2. Generally ERISA plan subrogation/reimbursement provisions contractually provide that the plan may reduce/offset future benefits payments in the event of nonpayment/nonreimbursement of the full lien amount from settlement proceeds. Some plans provide that the plan may terminate benefits as well. So even if a plaintiff and his/her attorney could timely dissipate settlement funds, if plaintiff has need for the plan to continue paying future medical and/or disability benefits, nonpayment of the lien from settlement proceeds could be inadvisable and hazardous to the injured plaintiff in this regard.
3. Arizona ER 1.15(f) allows a lawyer to serve written notice upon a third party that the lawyer will distribute the property to the client “unless the third party initiates legal action and provides the lawyer with written notice of such action within 90 calender days.” So long as the injured party’s attorney complies with ER 1.15(f), this presumably gets the attorney off the hook for an ER 1.15 violation, if the attorney disburses settlement funds and does not retain sufficient funds in trust to protect the claimed ERISA lien. However, if the client has continuing future health and/or disability benefits from the ERISA plan, then by sending this ninety day notice letter, all the attorney is doing is inviting the Plan to file litigation and obtain an injunction/restraining order requiring the attorney to hold sufficient funds in trust to cover the full amount of the ERISA lien claim. On the other hand, lets say that the client no longer is employed by the ERISA plan’s employer and will be receiving no continuing or future medical or disability benefits from the plan – then if the settlement proceeds are disbursed and dissipated by the client, and if the plan files in federal court, then the case should be dismissed as there are no specifically identifiable and traceable settlement funds and no federal court equitable jurisdiction.

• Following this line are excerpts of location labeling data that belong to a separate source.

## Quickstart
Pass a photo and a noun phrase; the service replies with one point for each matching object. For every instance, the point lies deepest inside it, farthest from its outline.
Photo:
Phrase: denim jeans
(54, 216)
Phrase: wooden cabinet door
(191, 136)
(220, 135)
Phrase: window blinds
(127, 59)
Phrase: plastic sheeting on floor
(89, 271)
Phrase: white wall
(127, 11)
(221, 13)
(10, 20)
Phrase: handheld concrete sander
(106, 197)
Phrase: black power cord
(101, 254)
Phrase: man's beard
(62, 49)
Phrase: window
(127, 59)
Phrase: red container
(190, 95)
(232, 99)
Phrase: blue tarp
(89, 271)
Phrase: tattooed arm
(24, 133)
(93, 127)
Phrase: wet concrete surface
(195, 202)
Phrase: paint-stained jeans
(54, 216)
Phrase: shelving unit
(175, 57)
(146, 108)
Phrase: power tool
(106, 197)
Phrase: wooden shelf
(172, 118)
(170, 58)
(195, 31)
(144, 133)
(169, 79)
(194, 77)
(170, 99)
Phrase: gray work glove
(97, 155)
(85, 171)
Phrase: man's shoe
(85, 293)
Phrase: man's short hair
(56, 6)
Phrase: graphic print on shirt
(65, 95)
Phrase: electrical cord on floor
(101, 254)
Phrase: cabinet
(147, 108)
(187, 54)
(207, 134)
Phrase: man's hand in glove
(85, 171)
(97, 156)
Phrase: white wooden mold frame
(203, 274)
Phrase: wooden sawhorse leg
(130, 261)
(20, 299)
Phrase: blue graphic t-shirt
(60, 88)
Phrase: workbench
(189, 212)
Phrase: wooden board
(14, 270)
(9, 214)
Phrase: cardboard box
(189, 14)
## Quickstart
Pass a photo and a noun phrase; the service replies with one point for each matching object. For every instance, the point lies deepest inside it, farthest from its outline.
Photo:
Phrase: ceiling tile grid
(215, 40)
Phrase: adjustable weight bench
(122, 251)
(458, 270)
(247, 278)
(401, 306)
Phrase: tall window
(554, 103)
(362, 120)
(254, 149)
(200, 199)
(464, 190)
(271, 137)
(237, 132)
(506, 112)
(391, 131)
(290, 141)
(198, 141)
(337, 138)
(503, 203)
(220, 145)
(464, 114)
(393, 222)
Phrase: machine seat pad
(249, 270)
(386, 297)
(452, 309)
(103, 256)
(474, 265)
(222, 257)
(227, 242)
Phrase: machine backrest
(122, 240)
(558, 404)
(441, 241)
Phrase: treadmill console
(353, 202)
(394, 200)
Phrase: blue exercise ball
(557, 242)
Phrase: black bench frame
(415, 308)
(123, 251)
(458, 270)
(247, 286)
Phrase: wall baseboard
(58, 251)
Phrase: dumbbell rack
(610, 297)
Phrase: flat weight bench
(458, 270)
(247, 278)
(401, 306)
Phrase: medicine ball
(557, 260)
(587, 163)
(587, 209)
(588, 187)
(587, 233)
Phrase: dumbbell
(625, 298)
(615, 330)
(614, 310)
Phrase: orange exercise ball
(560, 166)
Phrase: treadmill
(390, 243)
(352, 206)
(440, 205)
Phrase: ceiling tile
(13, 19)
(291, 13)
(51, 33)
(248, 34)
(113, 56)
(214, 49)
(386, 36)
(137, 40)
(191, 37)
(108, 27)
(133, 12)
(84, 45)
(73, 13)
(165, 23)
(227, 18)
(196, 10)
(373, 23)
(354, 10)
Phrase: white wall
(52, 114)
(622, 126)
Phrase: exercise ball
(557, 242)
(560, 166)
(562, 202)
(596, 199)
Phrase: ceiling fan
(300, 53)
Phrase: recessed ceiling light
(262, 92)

4. How can a plaintiff “dissipate” all of the settlement funds so that they are not specifically identifiable and traceable? The Court in Montanile states that if the settlement funds have all been spent on nontraceable items like food or travel that this destroys the equitable lien, but that if the funds were used to purchase identifiable property, such as a car, then the equitable lien is enforceable. I personally would be hesitant to assume that an annuity as part of an injury settlement, or purchased after disbursement of settlement funds, in not traceable for ERISA lien purposes. Lets say we get more creative and settlement funds are used to pay down a mortgage on a home – is this any different than using settlement funds to buy a car, and thus traceable? Let’s take this a stop further and settlement funds are comingled into an existing savings or checking account? The bottom line is that we do not have clear guidance on what constitutes the dissipation of settlement funds other than purchase of food (and other consumable items), travel, or other similar consumable purchases.